Boost.Xpressive

Boost.Xpressive provides a comprehensive, flexible, and efficient library for building regular expressions and matching of text in a variety situations. A minimal usage example is searching for a combination of sub-strings:

/// Does the supplied string indicate an error?
bool Error_p(const std::string &s)
{
  using namespace boost::xpressive;
  sregex rex = *_w >> "Error:" >> *(~_n);
  return regex_match(s,rex);
}

The Boost.Xpressive library has two unique features:

  1. Regular expressions can be parsed at compile time (the traditional approach, see for example Boost.RegEx) and at compile time:

    // Compile-time
    sregex rex = *_w >> "Error:" >> *(~_n);
    // Run-time
    sregex rex2 = sregex::compile( "(\\w*)Error:(.*)" );
    
  2. When constructed at compile time, a regular expression can reference other expressions, including itself:

    sregex rex = *_w >> "Error:" >> *(~_n);
    // One or more Error's in same string
    sregex rex_rec = +rex;
    

These two features lead to a number of important benefits:

  • Compile-time constructions means that the syntax of regular expressions and parameter types are checked during the compilation, allowing early identification of errors
  • Compile-time constructions allows compiler optimisations, improving the performance of the matching/searching engine
  • Allowing references reduces possibility of error and increases the clarity of the code
  • References allow building of complex grammars

These benefits mean that the Xpressive library should be used in the majority of situations where non-trivial parsing of input strings is required. The library has the additional advantage of being a header-only library easing building of programs that make use of this library. This also however leads to one of the disadvantages compared to Boost.RegEx, in that the compilation time is significantly longer (as usual, if this is a problem you should consider using distcc or similar tools).

The flexibility of Xpressive means that it is close in functionality to a parser generator such as the Spirit that is also part of Boost collection. The two features which differentiate Xpressive from Spirit are:

  1. Run-time creation of regular expressions defining the textual analysis to be done
  2. Backtracking, i.e., exhaustively trying every possibility to match the given pattern

In quantitative finance, the main use of Xpressive is in parsing of input data, for example market quote information or information on the order book flow, especially when the incoming formats are complex and liable to change, thus making use of Xpressive's flexibility.
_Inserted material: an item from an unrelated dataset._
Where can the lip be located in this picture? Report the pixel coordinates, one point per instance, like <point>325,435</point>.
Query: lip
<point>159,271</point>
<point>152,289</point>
A second typical usage, which fully makes of Xpressive's features, is to allow advanced user-driven filtering of data by combining compile-time and run-time created regular expressions.

Here is a complete example program:

// Bojan Nikolic <bojan@bnikolic.co.uk>

// A simple program to filter the standard input, allowing the user to
// supply a regular expression and then embelishing this regular
// expression by requiring specific characters before its occurance


#include <iostream>
#include <boost/xpressive/xpressive_static.hpp>
#include <boost/xpressive/xpressive_dynamic.hpp>


using namespace boost::xpressive;

struct filter
{

  /// The user-supplied regular expression
  sregex urex;

  /// The static part of the regular expression
  sregex srex;

  /// Construct a filter witch maches one or more of 'X', 'x' or ' '
  /// (space) and then a user-supplied regular expression and then a
  /// colon.
  ///
  /// For example could be used to find string of type:
  ///
  /// XXX Warning: There was a delay in accessing the market data server
  ///
  /// Note the use of reference to urex in the static expression srex
  filter(const char *u):
    urex(sregex::compile(u)),
    srex(+(set='X','x',' ')>>urex>>':'>> +_)
  {}

  /// Does the string match?
  bool pred(const std::string &s)
  {
    return regex_match(s,srex);
  }

};

void dofilter(std::istream &ins,
              std::ostream &os,
              const char *urex_str)
{
  filter f(urex_str);
  std::string cline;
  while(ins.good())
  {
    std::getline(ins,cline);
    if (f.pred(cline))
    {
       os<<cline;
    }
  }
}

int main(int argc, const char **argv)
{
  dofilter(std::cin,
           std::cout,
           argv[1]);
}